County officials have not yet determined what they will use the money for, she said.
Bucks County also said it was too early to predict how much money it would be receiving and how it would eventually use it.
And Delaware County “is slated to receive $48.5 million (plus an additional share of $30 million),” according to a spokeswoman for Shapiro. She was unable to say how much Delaware County would receive from the additional $30 million statewide sum.
Delaware County spokeswoman Adrienne Marofsky said, “There are still some undetermined factors which will impact the number, but the payment is estimated at $45-50 million, over 18 years. Once we are given a final amount and details of the timeline, we will work to develop a plan on how to best utilize the money for opioid prevention and treatment for residents.”
Exhibit E of the settlement papers outlines acceptable uses of the opioid case remediation.

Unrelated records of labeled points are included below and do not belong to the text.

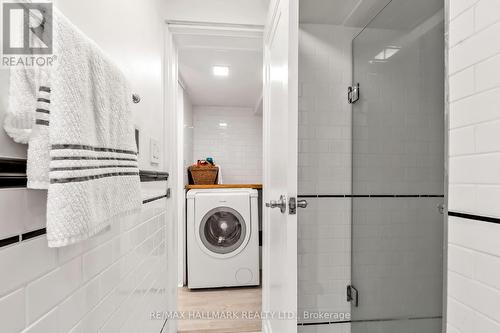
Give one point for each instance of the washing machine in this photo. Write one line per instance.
(222, 238)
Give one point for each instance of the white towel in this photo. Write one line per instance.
(85, 135)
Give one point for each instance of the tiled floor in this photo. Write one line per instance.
(235, 300)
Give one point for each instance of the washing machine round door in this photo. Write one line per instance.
(223, 230)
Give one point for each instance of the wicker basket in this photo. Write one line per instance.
(203, 174)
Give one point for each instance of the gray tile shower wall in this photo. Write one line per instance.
(324, 169)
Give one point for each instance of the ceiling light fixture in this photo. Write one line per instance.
(220, 70)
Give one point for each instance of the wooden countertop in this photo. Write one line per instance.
(255, 186)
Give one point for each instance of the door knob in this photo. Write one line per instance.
(441, 208)
(294, 203)
(281, 204)
(302, 203)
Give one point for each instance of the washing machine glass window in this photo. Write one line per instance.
(222, 230)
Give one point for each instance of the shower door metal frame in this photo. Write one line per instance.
(446, 160)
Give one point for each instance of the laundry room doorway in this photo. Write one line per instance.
(214, 74)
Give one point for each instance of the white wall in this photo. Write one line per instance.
(188, 132)
(474, 150)
(324, 168)
(186, 109)
(218, 11)
(112, 282)
(237, 148)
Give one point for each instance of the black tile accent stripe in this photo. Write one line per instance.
(23, 237)
(12, 173)
(154, 199)
(33, 234)
(371, 196)
(366, 320)
(9, 241)
(481, 218)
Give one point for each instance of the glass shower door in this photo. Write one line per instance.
(398, 170)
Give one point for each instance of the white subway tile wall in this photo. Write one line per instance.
(474, 179)
(110, 283)
(324, 168)
(233, 137)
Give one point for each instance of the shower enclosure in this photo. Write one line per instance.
(398, 180)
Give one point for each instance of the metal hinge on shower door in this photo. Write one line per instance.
(353, 93)
(352, 295)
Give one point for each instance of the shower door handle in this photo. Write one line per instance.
(281, 203)
(353, 94)
(293, 203)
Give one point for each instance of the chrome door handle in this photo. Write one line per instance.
(294, 203)
(302, 203)
(281, 204)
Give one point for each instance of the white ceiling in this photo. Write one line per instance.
(242, 54)
(353, 13)
(358, 13)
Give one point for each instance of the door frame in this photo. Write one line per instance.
(272, 19)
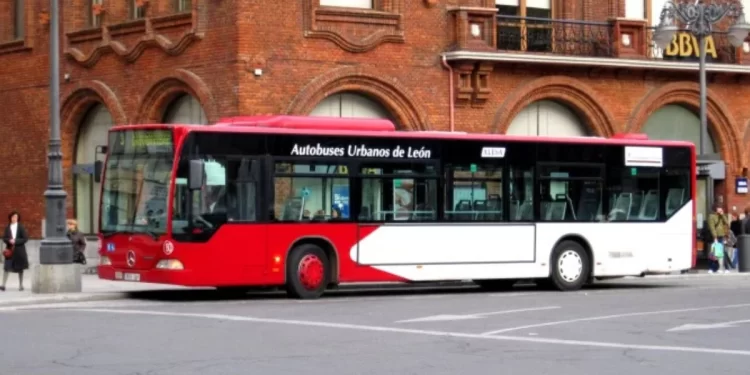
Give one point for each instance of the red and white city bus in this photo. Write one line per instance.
(309, 203)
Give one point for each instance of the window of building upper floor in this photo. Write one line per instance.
(365, 4)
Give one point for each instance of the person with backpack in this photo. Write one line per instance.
(718, 225)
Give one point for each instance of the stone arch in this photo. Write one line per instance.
(169, 88)
(76, 104)
(75, 110)
(391, 94)
(573, 93)
(720, 121)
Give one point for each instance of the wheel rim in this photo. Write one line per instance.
(311, 272)
(570, 266)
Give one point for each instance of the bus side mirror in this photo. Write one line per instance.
(196, 175)
(98, 165)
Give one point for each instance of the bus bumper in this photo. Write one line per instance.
(155, 276)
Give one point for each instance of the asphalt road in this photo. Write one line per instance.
(699, 325)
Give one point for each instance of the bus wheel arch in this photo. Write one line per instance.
(330, 251)
(575, 246)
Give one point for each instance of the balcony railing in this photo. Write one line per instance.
(561, 37)
(597, 39)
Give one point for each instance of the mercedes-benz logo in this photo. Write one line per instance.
(131, 258)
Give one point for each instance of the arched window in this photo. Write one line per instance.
(92, 134)
(185, 109)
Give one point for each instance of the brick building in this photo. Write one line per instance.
(547, 67)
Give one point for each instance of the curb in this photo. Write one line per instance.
(56, 299)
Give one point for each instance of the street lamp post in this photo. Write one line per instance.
(56, 273)
(700, 18)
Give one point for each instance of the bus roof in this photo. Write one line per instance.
(366, 127)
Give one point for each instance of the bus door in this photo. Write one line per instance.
(394, 193)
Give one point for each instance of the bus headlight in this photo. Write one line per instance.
(169, 264)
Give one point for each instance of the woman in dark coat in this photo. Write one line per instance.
(78, 240)
(15, 238)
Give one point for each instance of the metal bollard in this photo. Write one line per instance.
(743, 253)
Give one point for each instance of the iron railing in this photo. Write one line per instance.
(595, 39)
(684, 48)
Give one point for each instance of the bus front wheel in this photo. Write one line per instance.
(570, 266)
(307, 272)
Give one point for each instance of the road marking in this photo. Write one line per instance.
(616, 316)
(696, 327)
(357, 327)
(448, 317)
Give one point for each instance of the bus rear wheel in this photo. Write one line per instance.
(307, 272)
(496, 284)
(570, 266)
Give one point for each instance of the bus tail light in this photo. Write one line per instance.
(170, 264)
(104, 261)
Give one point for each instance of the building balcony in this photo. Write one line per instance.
(483, 36)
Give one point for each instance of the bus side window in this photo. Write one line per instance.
(474, 193)
(311, 192)
(412, 197)
(635, 192)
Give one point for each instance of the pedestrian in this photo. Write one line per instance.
(718, 225)
(718, 256)
(78, 240)
(16, 258)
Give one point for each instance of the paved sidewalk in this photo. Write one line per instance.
(93, 288)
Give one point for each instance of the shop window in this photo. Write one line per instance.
(570, 192)
(523, 25)
(633, 194)
(311, 192)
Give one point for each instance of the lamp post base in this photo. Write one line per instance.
(56, 278)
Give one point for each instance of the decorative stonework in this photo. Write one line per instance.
(166, 89)
(353, 29)
(27, 42)
(720, 119)
(629, 38)
(152, 30)
(389, 92)
(578, 95)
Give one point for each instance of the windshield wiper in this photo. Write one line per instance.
(153, 234)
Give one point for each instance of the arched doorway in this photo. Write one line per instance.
(547, 118)
(351, 104)
(185, 109)
(319, 191)
(675, 122)
(92, 135)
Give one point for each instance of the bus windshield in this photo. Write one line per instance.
(136, 184)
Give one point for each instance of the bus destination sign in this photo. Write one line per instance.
(361, 151)
(140, 141)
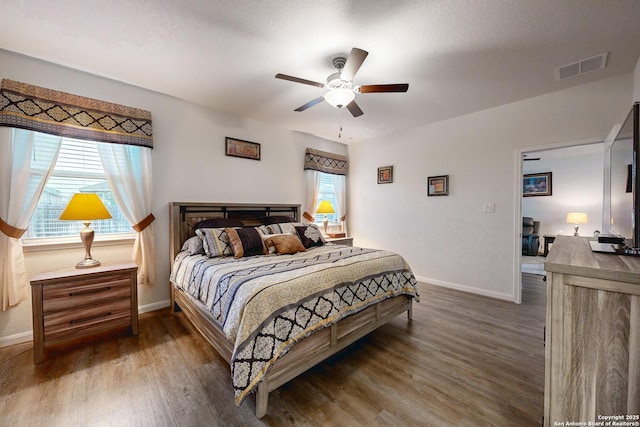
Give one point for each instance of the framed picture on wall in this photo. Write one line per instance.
(385, 175)
(536, 184)
(239, 148)
(438, 185)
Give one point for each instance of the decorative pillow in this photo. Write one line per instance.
(276, 219)
(246, 242)
(285, 243)
(215, 242)
(218, 223)
(284, 227)
(310, 235)
(193, 245)
(263, 229)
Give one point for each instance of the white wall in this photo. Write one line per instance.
(577, 185)
(449, 240)
(188, 165)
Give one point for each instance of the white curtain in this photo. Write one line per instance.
(25, 166)
(313, 185)
(340, 187)
(128, 170)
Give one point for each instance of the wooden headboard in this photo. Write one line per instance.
(184, 215)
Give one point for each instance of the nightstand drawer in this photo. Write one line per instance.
(71, 304)
(73, 294)
(72, 323)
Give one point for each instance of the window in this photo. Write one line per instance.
(326, 192)
(77, 170)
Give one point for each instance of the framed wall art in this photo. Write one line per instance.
(239, 148)
(385, 175)
(438, 185)
(536, 184)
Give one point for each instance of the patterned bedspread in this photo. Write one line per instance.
(265, 304)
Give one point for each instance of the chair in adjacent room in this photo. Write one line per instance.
(530, 237)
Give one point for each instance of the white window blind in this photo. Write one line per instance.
(78, 170)
(326, 192)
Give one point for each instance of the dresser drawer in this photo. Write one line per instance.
(77, 293)
(69, 324)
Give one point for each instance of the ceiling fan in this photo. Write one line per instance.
(342, 91)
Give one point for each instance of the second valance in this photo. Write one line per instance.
(325, 162)
(39, 109)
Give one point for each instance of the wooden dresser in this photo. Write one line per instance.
(74, 303)
(592, 354)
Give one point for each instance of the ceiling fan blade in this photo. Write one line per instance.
(298, 80)
(400, 87)
(310, 104)
(354, 109)
(354, 61)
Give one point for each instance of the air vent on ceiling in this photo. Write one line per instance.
(586, 65)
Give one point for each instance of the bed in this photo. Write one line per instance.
(274, 312)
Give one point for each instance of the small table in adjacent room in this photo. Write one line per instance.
(548, 240)
(75, 303)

The state breaks down the uses by priority with two sections; Schedule A or “Core Strategies” and Schedule B or “Approved Uses.”
Core strategies are those which the state would like counties to prioritize and includes tactics like expanding Naloxone training and distribution, medication-assisted treatments, and treatments for pregnant women and infants with neonatal abstinence syndrome.
Approved use includes a much broader load of acceptable uses, which are broken down into treatment, prevention, and “other strategies.”
“Other strategies” include overall education of community members and first responders, community-wide support for leadership, planning, and coordination, and research into several facets of society that either contribute to or are affected by the opioid epidemic.
“When the county filed its lawsuit in May 2018, we sought two things: to keep these and other similar companies from engaging in the acts and practices that led to the opioid crisis, and to be able to provide additional resources to the communities and families in our county who have been most impacted by their actions,” said Allegheny County Executive Rich Fitzgerald. “The settlement agreement reached by Attorney General Shapiro and several other states provides for significant industry changes and up to $1 billion that Pennsylvania is set to receive. We want our residents to benefit from that agreement and have resources available to them now and intend to sign on.”